La fecha conmemoraba la primera huelga y movilización de mujeres obreras textiles del 8 de marzo de 1857 en Nueva York y en repudio a la masacre de la fábrica textil Cotton, de la misma ciudad, ocurrida el 5 de marzo de 1908, en la que fallecieron 146 personas, siendo 129 mujeres obreras, en un incendio patronal intencional en respuesta a la huelga que reclamaba igualdad salarial, jornada laboral de 10 horas y derecho al tiempo de dar de mamar a sus bebés.
El Día Internacional de la Mujer Trabajadora incorporaría a esos más que elementales derechos laborales negados por la burguesía, el derecho al voto femenino y la igualdad política, así como los temas relacionados con la opresión patriarcal, la libertad sexual y reproductiva, el divorcio, el ab**to, entre otros.
Con el triunfo de la Revolución de Octubre de 1917 en Rusia y luego en toda la Unión Soviética, el Día Internacional de la Mujer Trabajadora pasó a conmemorarse oficialmente y todos los derechos reivindicados fueron plasmados de manera integral.
En Argentina tenemos el antecedente de las luchas de anarquistas y socialistas, acaso personificadas en la figura emblemática de Alicia Moreau de Justo.
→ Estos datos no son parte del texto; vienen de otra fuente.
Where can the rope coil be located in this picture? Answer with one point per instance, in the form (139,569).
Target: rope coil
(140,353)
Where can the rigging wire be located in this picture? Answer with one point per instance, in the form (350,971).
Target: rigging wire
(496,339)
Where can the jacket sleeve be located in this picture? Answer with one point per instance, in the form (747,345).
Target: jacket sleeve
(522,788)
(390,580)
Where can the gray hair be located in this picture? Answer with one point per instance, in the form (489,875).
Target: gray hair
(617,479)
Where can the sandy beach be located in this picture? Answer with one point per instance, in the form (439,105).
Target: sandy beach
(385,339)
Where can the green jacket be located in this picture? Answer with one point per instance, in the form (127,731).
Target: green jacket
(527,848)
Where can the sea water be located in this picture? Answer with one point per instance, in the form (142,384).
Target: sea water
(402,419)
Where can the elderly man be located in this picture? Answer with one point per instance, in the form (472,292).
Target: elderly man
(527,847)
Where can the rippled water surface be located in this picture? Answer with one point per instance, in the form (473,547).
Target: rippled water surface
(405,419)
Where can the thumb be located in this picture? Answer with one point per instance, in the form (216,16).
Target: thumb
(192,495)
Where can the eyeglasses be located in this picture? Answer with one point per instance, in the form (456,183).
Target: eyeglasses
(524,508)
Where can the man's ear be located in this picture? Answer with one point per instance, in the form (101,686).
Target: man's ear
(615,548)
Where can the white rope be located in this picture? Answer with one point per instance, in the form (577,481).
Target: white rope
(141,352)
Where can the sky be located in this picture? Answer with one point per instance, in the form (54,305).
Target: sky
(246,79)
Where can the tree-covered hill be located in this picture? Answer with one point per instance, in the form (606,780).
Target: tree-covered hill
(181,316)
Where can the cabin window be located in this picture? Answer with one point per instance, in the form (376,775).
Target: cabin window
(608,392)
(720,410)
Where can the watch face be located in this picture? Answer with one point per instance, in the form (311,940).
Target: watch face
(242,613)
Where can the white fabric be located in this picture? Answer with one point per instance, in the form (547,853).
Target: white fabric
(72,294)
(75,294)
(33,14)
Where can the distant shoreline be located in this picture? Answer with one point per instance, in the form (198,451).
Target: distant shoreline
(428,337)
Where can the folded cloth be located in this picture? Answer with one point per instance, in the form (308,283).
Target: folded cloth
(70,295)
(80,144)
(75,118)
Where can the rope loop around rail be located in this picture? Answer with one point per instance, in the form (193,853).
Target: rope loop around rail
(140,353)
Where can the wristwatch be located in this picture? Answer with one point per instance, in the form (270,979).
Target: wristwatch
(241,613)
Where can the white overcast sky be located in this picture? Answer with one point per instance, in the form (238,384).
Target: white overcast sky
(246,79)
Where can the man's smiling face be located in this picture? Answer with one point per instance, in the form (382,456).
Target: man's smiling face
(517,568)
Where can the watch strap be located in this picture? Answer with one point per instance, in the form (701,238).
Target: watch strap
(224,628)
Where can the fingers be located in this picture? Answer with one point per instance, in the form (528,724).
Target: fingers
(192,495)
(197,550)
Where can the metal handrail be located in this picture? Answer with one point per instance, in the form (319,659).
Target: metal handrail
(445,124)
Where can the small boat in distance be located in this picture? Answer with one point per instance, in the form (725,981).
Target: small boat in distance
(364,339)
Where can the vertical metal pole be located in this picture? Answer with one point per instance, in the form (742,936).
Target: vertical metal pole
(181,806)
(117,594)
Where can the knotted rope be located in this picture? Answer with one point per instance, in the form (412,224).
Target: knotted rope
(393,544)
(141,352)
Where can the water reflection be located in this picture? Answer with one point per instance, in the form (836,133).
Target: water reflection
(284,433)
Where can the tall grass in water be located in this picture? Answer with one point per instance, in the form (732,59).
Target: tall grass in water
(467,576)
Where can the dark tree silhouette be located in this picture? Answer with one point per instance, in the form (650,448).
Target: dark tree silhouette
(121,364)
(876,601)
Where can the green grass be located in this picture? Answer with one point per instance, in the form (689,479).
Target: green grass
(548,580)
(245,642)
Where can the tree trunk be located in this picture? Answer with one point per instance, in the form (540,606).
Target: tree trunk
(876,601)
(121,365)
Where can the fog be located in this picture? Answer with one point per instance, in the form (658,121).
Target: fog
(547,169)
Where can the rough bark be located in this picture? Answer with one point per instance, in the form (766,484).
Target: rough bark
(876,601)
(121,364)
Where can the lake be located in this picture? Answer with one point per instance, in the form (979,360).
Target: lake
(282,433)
También en las de destacadas dirigentes y militantes comunistas como Carmen Alfaya, Alcira de la Peña, Raquel Lebensohn, Irene Rodríguez, entre tantas. El peronismo tomó las banderas y Evita fue la gestora decisiva del histórico Voto Femenino en 1947. Miles de compañeras fueron presas, torturadas y desaparecidas. Desde el fondo de la tragedia irrumpió el ejemplo de nuestras heroicas Madres y Abuelas de Plaza de Mayo. Este 8 de marzo se conmemora el Paro Internacional de Mujeres.